Sunday, October 14, 2007

Necessary Evil

Bring up the war in Iraq in this part of the country (NW Iowa) and you're likely to get one of two responses. Either people don't want to talk about it...or they get all patriotic on you. "Support the troops"..."sacrifice"..."freedom"..."remember 9-11" - George W. Bush as the mythical American hero...and this is just in the Christian community. Now I'm not questioning any one's salvation...many people who give me the aforementioned lines are good Christian people. But I have this strange feeling that when it comes to war...the Christian community no longer views it as a "necessary evil"...just necessary.

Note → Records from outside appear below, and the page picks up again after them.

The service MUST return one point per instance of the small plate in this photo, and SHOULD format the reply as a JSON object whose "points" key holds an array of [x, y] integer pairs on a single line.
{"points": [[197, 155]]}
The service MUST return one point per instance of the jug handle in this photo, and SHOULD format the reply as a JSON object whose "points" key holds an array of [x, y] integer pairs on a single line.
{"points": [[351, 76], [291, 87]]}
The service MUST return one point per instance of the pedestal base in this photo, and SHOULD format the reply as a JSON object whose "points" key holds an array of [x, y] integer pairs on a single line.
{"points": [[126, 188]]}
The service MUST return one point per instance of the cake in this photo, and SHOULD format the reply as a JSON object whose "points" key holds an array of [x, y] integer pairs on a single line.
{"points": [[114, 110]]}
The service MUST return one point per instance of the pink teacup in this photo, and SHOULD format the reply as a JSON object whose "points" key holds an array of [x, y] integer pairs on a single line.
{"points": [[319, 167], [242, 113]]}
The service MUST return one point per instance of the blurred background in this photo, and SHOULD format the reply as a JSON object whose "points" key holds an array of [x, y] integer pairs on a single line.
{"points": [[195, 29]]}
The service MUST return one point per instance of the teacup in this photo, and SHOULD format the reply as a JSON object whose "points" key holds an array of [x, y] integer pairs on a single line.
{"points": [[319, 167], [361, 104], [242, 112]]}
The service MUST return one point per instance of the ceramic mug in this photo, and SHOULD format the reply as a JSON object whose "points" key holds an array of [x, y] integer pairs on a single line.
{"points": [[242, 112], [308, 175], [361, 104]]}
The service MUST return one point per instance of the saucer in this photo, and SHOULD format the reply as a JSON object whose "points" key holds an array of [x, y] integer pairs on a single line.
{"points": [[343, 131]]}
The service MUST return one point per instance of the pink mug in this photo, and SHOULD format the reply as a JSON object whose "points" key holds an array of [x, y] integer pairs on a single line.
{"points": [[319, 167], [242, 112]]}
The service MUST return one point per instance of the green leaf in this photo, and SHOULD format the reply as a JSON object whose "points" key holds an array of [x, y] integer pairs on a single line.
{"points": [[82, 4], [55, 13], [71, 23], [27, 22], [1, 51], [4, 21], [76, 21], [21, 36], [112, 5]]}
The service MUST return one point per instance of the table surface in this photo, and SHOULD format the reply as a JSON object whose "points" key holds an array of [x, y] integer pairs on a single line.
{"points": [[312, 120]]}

Read any Christian throughout history who has defended the necessity of war...and you will always find someone who thinks war is hell. War is evil...it may be necessary at times, it may even be just...but it is still evil. Last Friday I was challenged by an Anabaptist student in my Theology 101 class on the issue of pacifism. I told him the truth...In my heart of hearts I long to be a pacifist...but I just can't. Reinhold Niebuhr convinced me I can't. When I taught Christian Ethics at Pella Christian I would have the students read his piece entitled "Why the Christian Church is not Pacifist". Which is nobler...to tolerate tyranny for a long period of time...or anarchy for a short period of time? Both are evil...tyranny and anarchy. But sometimes, according to Niebuhr, we are forced to choose the lesser of two evils for the sake of justice and peace.

But with regard to the war in Iraq...the Christian community seems content to call war "necessary". To question the war, to question the policies of the Bush administration, to question Bush himself...is understood to be both unpatriotic and heretical. As if the Christian church is dependent upon the American version of "freedom" for it's survival...As if the promise that Christ gave to Peter..."the gates of hades will not prevail against it (the Church)..." is somehow inadequate. As if it is a noble and glorious thing to send our young men and women into the meat grinder..shattering them emotionally, physically, spiritually...

Lately I've been watching Ken Burns documentary The War. He does a good job of showing both the insanity and treachery of the war, but also I believe it's necessity. The men and women he interviews are not proud of the violence, the gore, the inhumanity...they did what they thought they needed to do. Many of them, I firmly believe, recognize the horror of war...the evil. Listening to them talk, I did not get a sense of intense patriotism or self righteousness...I came away with a sense of survival. I talked with my grandfather once about his experience in WWII...I even got it down on tape. I came away with a similar feeling...war is hell, even when it may be the right thing to do.

I know I am fortunate to never have been forced onto the battle field. My grandfather and my father, who was in Vietnam, didn't have such a luxury. Maybe that means I should shut my mouth...but as someone who works with the young people being sent to Iraq I can't. As a Christian who believes in the hope of Christ's resurrection and presence of the Kingdom of God, right now...right here...I can't. As someone who knows someone walking the streets of Baghdad with an M16 strapped over his shoulder...I can't. That doesn't make me a pacifist...it makes me a Christian who thinks we need to call war what it is...hell, evil, "not the way it's supposed to be."

By the way...a former student of mine is in Baghdad right now. He emails me from time to time...and I don't email him as much as I should. But if you don't have any personal connections to this war...get connected. Send Brandon Talsma an email. Let him know you are thinking about him, praying for him...let him know you hope he can come home soon, get married, and live a good life.